Since the murderous raid that killed two in what Houstonians refer to as the Harding Street Raid, 22 drug convictions based on Goines’s testimony have been overturned. Meanwhile, hundreds of Goines’s cases are under review. According to records obtained by the Houston Chronicle, Goines secured nearly 100 no-knock warrants based on information obtained by informants who claimed they had seen firearms in the residences targeted.

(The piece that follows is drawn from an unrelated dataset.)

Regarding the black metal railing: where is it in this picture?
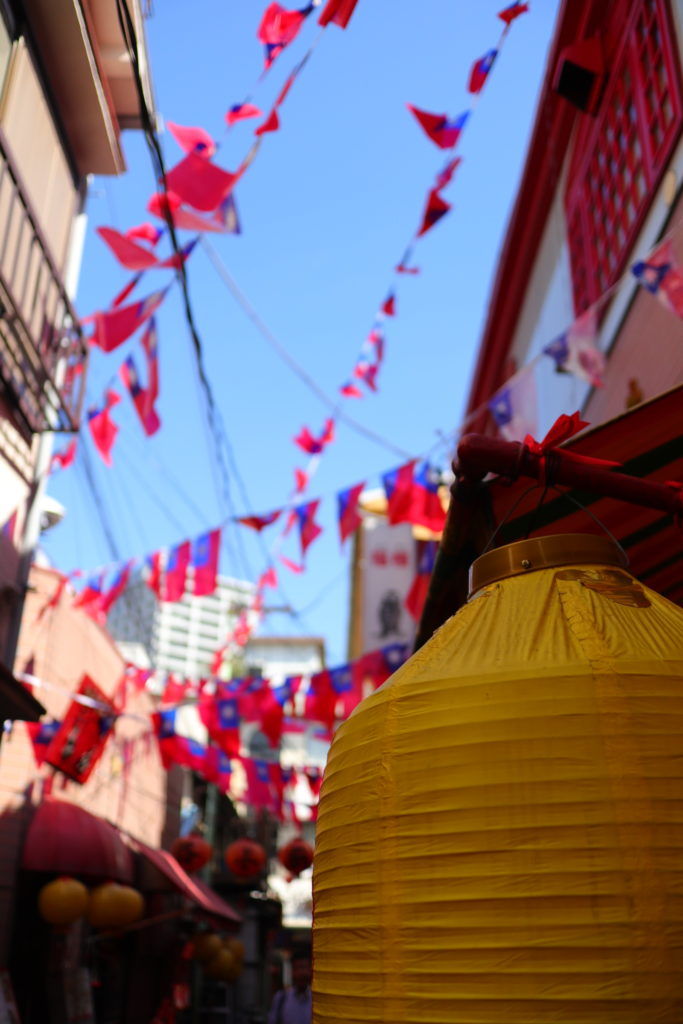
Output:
[0,125,88,433]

He only recovered guns once.
Similarly, in testimony heard during his trial, Goines admitted there was no such informant that he said bought heroin from the couple and allegedly saw firearms in the Harding Street home. While there were guns in the house – Tuttle used them to defend his home from what he thought was a home invasion – the weapons Goines reported to be in the home were never found.
Neither was any heroin.
All of the evidence in the Harding Street Raid lines up precisely with the tactics used in the Breonna Taylor case with two exceptions – a Black cop and white victims. When a white cop used the same methods as Goines used and killed a Black woman in her home as she lay in bed, the court threw the evidence aside and prosecutors only charged the officer with wanton endangerment, and was later cleared of the charges.
Meanwhile, police unions jump at the chance to get to the media first and drive narratives before the facts are laid out for the public to see. When Botham Jean was killed in his own apartment by Amber Guyger, the police union president was at the crime scene before investigators could secure it. The union began driving narratives about Jean to paint him in a negative light.
In Atatianna Jefferson’s murder, the police union was also highly involved and had access to the evidence against the cop before charges were filed. In Jefferson’s case, police parked down the street and snuck up to her house as if they were home invaders. This was for a simple welfare check called in by a neighbor. Aaron Dean, the officer who shot and killed Jefferson refused to talk to detectives after the union was able to present him with the evidence against him.
In the Harding Street raid, the police union president immediately held a press conference and targeted activists who called for police accountability with veiled threats like “we’ve all got your number now” while also taking Acevedo’s narrative and blaming Tuttle and Nichols for shooting at police and injuring five of them including Goines. At no time did any of them accept responsibility for their threats or their lies about the victims, nor did they admit they were wrong.
“Enough is enough. If you’re the ones out there spreading the rhetoric that police officers are the enemy, well just know we’ve all got your number now. We’re going to be keeping track of all of y’all, and we’re going to make sure to hold you accountable every time you stir the pot on our police officers.” — Joe Gamaldi, President of the Houston Police Officers Union
The Harding Street Raid exposes not just problems with no-knock warrants but policing overall. It’s an industry designed with myriad problems from the beginning when it started as slave patrols and those issues continue today for the same reasons outlined here: a broad lack of accountability and an outright refusal to change the system for the better. Blindly supporting the current system, and the inherent corruption by officers and their unions is jingoist and dangerous for both civilians and cops.
That will never change with willful ignorance about the facts we see every day as the record number of people killed by police continues to climb year after year. One thing is certain, throwing more money at the institution without any accountability measures or outright reforms has never worked, nor will it despite people being killed in record numbers.
When nonwhite cops kill white people, you can expect justice. When any cops kill Indigenous people, Black people, or Latinos you can expect very little in terms of fairness.
That’s how the system was designed from day one.